Artefacts which were being kept at Southend's museum collection storage have been damaged after a small flood.

The leak, which happened on July 7 and took place next to one of the council’s collections storage facilities, was first identified by a member of staff when they arrived on the site the following morning.

As a result areas of the store, which contain Prittlewell Prince finds and the country’s largest collection of EKCO radios, were flooded with around two inches of water.

Once the discovery had been made, the museum’s curatorial team quickly activated their rehearsed emergency plans to carefully move items from the collections to a place of safety on a priority basis.

But thanks to the swift actions of the team, it has been reassured a number of items from the collection had been saved from more serious damage.

In an email seen by The Echo, Scott Dolling, director of culture and communities, said: "Following the incident, the museums team informed major stakeholders with an interest in the collections, principally Museum of London Archaeology and Historic England, with whom we remain in regular contact.

"Our collections are once again safe and sound and in expert care. The Council’s curatorial team has a wealth of expertise in caring for historical artefacts, gathered from regional museums, national museums and private sectors from Plowden and Smith, National Trust, Houses of Parliament, V&A, Tyne and Wear Archives Museums and the Sainsbury Centre.
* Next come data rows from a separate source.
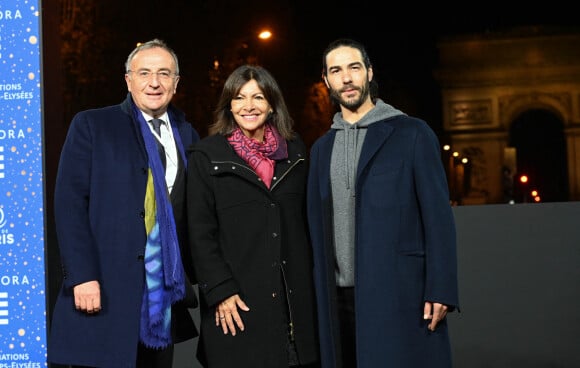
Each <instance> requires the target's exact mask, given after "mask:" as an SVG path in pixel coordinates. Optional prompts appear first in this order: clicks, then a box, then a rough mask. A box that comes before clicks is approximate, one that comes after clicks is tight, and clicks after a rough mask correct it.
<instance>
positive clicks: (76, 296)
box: [73, 280, 101, 314]
mask: <svg viewBox="0 0 580 368" xmlns="http://www.w3.org/2000/svg"><path fill="white" fill-rule="evenodd" d="M73 292H74V296H75V307H76V309H77V310H79V311H82V312H86V313H89V314H92V313H97V312H100V311H101V287H100V286H99V282H98V281H96V280H95V281H88V282H85V283H82V284H78V285H76V286H75V287H74V288H73Z"/></svg>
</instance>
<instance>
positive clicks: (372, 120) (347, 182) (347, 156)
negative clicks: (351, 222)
mask: <svg viewBox="0 0 580 368" xmlns="http://www.w3.org/2000/svg"><path fill="white" fill-rule="evenodd" d="M399 115H406V114H405V113H404V112H402V111H400V110H398V109H396V108H394V107H393V106H391V105H389V104H387V103H385V102H383V101H382V100H381V99H377V100H376V105H375V107H373V108H372V109H371V110H370V111H369V112H368V113H366V115H364V116H363V117H362V118H361V119H360V120H359V121H357V122H356V123H354V124H351V123H349V122H347V121H346V120H344V119H343V118H342V113H341V112H337V113H336V114H335V115H334V118H333V119H332V125H331V126H330V128H331V129H335V130H338V132H337V133H336V138H335V141H334V148H333V151H334V153H333V156H334V157H335V159H338V157H339V156H342V157H341V158H342V160H340V161H342V164H341V163H337V164H338V165H341V166H342V165H344V168H343V170H346V172H345V174H346V177H345V180H346V182H345V185H346V188H347V189H348V191H350V195H351V196H354V195H355V191H354V185H353V183H354V179H355V176H356V167H357V163H358V159H359V155H360V150H361V148H362V143H363V142H364V137H365V135H366V128H367V127H368V126H369V125H371V124H374V123H376V122H378V121H382V120H386V119H389V118H391V117H393V116H399ZM361 129H362V130H361ZM341 131H342V132H341ZM341 145H342V151H343V153H342V154H341V153H339V152H337V151H339V150H340V148H339V146H341Z"/></svg>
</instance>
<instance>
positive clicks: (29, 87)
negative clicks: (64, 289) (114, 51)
mask: <svg viewBox="0 0 580 368" xmlns="http://www.w3.org/2000/svg"><path fill="white" fill-rule="evenodd" d="M39 2H40V0H10V1H6V0H0V368H5V367H6V368H8V367H10V368H13V367H27V368H36V367H45V366H46V293H45V264H44V254H45V253H44V239H45V237H44V210H45V208H44V185H43V139H42V137H43V134H42V117H41V116H42V114H41V73H40V65H41V54H40V50H41V45H40V36H41V35H40V32H41V31H40V16H41V14H40V4H39Z"/></svg>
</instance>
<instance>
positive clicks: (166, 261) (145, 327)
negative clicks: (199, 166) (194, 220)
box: [133, 104, 185, 348]
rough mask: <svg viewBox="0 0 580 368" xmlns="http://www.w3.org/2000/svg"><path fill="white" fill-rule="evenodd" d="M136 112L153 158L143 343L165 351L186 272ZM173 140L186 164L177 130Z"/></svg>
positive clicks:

"We are learning from this incident and now looking at how we can invest in further improved storage facilities to prevent something like this happening again. We will also be considering how we improve facilities for storing our growing historical collections in future and how we go about raising the funds needed to do this."

For security reasons the council have confirmed they aren't able to disclose the location of the museums specialist stores, as this could potentially make collections a target for thieves and affect their ability to insure them. 

It is not yet clear which items were damaged or the suspected cost of the damage.

Southend Council have been contacted for comment.